Sounds like you have a full plate...im still getting my head around coral13...plus i dont have the manual...so flicking from screen to screen is a real nightmare! I did think about buying an embroidery machine until i saw the cost!! Those things are pretty hefty on the old pocket...think i might 3rd party it until i have some sucess. So far I have had no sales...so I feel like a Panther that chased the beast and got a huge thorn stuck in her paw. I need to look at my marketing again. I should have know this could not have been easy.

Kind Regards
Sammy


----------



## leisure (Mar 3, 2007)

I have no clue about corel either and thank goodness I had the embroidery long before the plotter came in to play.I let one of my best customers that have campgrounds talk me into the plotter, so I could do there t-shirts also. Never thought it would be so hard to learn a program.The artcut i'm ok with it's the corel that drives me crazy,but I guess that comes with the job.
If theres anything I can help you with I'll be glad to.
Why are you switching back and forth from screens are you using tutorials?
Good luck Brenda


----------



## tashazo (Mar 11, 2007)

Okay so I 'm eagerly awaiting my epson r1800 in the mail. (i ordered a refurb from epson direct, right now it's a preety good deal). My question is, with the included ink (it's Ultrachrome Hi-Gloss pigment ink), what kind of paper do you print it on, and what settings do you use for the heat press (time, temperature, pressure, hot peel, etc)???
I have 2 boxes of transfer paper that came with my press, they were meant to be for a 'soft feel' for plastisol from silkscreening, but do you think they will work for my printer?
Also, how do different inks compare - i.e. bulk systems, magicink, etc...

Thanks!


----------



## GHEENEE1 (Jan 8, 2007)

Hi Leisure, I'm across the bay in St.pete I've got an HP 932c my colors fade after first wash. I'be upgrading to an Epson c88+ . MIKE


----------



## mrgeezteez (May 21, 2007)

i have read that the epson c88 is a decent one...
and the funny thing is my husband uses it at his job for labels!!
and he says it works great!
enjoy 
chrissy


----------



## snarley (Feb 9, 2007)

I would stick to an Epson printer, if you are only going to print on 8.5 X 11 inch transfers the c88 is fine. If you want to print larger transfers a 1280 is good but slow. the 1800 is their latest and a lot of these are being used. 

The advantage of the Epson is that there are a lot of after market ink manufactures out there that make Epson compatible ink and CIS systems. You can google epson ink and find a ton of them.

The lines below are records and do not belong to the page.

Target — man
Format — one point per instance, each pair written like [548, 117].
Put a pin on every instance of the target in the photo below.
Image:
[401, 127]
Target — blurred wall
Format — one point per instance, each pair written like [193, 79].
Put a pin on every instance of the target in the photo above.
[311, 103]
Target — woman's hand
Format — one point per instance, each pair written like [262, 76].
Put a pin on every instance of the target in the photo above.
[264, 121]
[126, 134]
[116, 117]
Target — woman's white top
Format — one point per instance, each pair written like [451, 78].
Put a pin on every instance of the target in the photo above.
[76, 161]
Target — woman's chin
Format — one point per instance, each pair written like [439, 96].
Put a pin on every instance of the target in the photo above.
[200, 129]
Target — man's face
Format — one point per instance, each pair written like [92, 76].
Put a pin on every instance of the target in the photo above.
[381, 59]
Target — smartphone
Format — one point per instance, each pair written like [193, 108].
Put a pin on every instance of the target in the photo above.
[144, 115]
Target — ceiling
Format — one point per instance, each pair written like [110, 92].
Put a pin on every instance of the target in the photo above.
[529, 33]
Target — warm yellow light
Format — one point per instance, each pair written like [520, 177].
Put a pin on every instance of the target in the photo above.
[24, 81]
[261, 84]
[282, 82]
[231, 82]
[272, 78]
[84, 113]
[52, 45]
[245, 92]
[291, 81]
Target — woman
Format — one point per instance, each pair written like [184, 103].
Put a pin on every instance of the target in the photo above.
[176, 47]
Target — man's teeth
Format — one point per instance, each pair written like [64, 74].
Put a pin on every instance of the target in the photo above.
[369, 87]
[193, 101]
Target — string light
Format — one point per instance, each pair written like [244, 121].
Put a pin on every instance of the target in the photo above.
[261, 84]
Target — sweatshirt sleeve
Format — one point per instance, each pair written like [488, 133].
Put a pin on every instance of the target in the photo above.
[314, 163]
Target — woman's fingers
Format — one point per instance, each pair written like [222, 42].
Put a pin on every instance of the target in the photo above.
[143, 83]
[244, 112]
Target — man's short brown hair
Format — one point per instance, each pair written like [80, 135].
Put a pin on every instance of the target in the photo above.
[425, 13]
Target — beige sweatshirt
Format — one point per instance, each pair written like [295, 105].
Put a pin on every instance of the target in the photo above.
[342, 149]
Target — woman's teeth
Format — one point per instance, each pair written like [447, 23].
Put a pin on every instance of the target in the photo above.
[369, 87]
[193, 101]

I have a 1280, 1520 and a 2200 and I use after-market ink in all of them. I also have an HP LaserJet 4MV that I use for film positives, it's a little overkill but they all have functions I like and use. 

I hope you find what your looking for and Good Luck

Bill M


----------



## leisure (Mar 3, 2007)

Hi neighbor we love St Pete,
I have the all in color Espon cx 5000 and i'm having trouble with the black ink turning a greenish color when heat pressed,I spoke to someone at a print shop and they think I may need to turn back the heat, but the paper says 375-385 for 25-30 sec, the paper is Jetflex from imprintables. I tried adjusting the ink per other forums but it didn't seem to make a difference. I'm wondering if maybe the all in one printers durabrite ink may be different then the c88 .Any suggestions would be great.


----------



## GHEENEE1 (Jan 8, 2007)

Sorry Brenda, have'nt had any ink issues yet, but my expierence is very limited.


----------



## clicksigns (May 15, 2007)

snmindustries said:


> i got my 1280, my dk20s heat press, and a bunch of other things from bestblanks.com.
> 
> the bulk ink from best blanks worked out good at first, but after a month or so of transporting it around the "hoses" that attach to the ink storage began to break off. if you are going to stay in one place the system will work fine. however, i travel to shows and festivals and every weekend i set up at a local biker hang out if im not scheduled somewhere else, so i move my euipment a lot.
> 
> ...


Hi SLimm,

My Geo Knight DK20S is coming next week, any comments about the heat press. Are you happy with the performance of it.

Thanks,
Alex


----------



## dddavis98 (Feb 14, 2008)

Epson is usually great for heat transfers. be advised the longer the heat is applied the dimmer your project


----------